At first blush, the crimes for which 25-year-old Alek Minnassian has been charged have more in common with what happened at l’École Polytechnique in Montreal and Isla Vista, California.

While grappling with how someone could be driven to carry out such atrocities, we do have to be vigilant to resist any calls to strip away our rights and protections in the name of public fear and uncertainty. Just as we’ve seen with incidents linked to terrorism, there are those who will try to use the opportunity to push us farther along the road to a police state.

As with every other instance, some of the hysteria will pass, of course,

In time, we can come to understand this act, as with others. That’s a necessary step. Significant surveillance-state overreach would be completely wrong, however. As with terrorist acts, we have to be mindful of the fear the scene on Yonge Street breeds. There are many vested interests with financial and other incentives to call for beefed up security, military spending and even more restrictions to our civil rights and liberties.
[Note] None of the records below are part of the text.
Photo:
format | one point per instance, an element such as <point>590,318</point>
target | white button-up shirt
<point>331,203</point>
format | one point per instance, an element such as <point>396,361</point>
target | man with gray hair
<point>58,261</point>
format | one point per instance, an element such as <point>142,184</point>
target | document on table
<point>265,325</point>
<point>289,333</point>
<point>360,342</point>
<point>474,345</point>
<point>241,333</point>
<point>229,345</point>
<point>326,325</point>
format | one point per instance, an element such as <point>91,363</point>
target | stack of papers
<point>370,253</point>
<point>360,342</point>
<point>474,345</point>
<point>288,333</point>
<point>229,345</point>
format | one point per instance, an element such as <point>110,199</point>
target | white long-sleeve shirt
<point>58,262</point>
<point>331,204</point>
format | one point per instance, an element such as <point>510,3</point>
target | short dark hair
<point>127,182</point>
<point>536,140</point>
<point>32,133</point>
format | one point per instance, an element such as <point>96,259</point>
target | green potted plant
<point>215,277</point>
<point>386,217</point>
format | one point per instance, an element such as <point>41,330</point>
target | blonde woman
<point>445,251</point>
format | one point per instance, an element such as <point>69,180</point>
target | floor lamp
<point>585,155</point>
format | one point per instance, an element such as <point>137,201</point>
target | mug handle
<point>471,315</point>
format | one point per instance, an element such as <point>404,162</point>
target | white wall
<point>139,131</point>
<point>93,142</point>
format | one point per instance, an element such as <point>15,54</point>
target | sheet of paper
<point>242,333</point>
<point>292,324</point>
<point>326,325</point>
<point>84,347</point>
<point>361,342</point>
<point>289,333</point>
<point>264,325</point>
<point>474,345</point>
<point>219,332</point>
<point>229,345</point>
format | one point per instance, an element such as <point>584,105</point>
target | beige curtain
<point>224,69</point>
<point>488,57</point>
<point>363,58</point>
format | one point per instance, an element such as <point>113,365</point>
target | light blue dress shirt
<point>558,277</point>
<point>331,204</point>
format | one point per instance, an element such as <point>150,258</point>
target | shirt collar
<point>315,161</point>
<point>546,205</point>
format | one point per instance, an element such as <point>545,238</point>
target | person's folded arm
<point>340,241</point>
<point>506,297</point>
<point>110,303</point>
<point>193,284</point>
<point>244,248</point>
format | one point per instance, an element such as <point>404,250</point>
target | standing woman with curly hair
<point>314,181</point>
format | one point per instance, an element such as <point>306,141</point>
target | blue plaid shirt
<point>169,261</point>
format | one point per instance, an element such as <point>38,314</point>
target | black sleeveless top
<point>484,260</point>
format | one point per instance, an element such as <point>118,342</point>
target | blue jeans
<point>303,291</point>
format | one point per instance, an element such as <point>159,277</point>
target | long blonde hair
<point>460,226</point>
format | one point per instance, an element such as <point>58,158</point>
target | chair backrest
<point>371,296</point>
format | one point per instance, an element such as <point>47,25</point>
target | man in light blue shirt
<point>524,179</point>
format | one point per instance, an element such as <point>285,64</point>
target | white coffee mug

You can bet this tragedy will be used to justify more intrusions into our collective privacy.

Certain types have always had the urge to spy on people; in the post-9/11 world, the paranoid and dictatorial have found new ways to curtail public freedoms. Their attempts to play on current fears have many precedents – think of McCarthyism and the state police of hundreds of oppressive regimes.

Those who would take your freedoms argue such measures are little grief if only one terrorist is thwarted or one criminal swept up. The argument holds no merit, as taking away the rights of everyone to round up a few smacks of a bad deal – as Benjamin Franklin noted, “Any society that would give up a little liberty to gain a little security will deserve neither and lose both.”

Information gathered will do nothing to deter real crime, but would serve as an excellent vehicle for public control. Misuse would be rampant. Throw in a lack of data security and the perils become even greater.

With computers able to crunch vast amounts of disparate data, we would be wise to provide government, agencies and businesses with increasingly less information about ourselves. Preventing more intrusion on our lives is where the real battle lies.

For now, we exercise our humanity in coming to grips with what happened in Toronto. But let’s not get lose sight of the bigger picture and what’s at stake.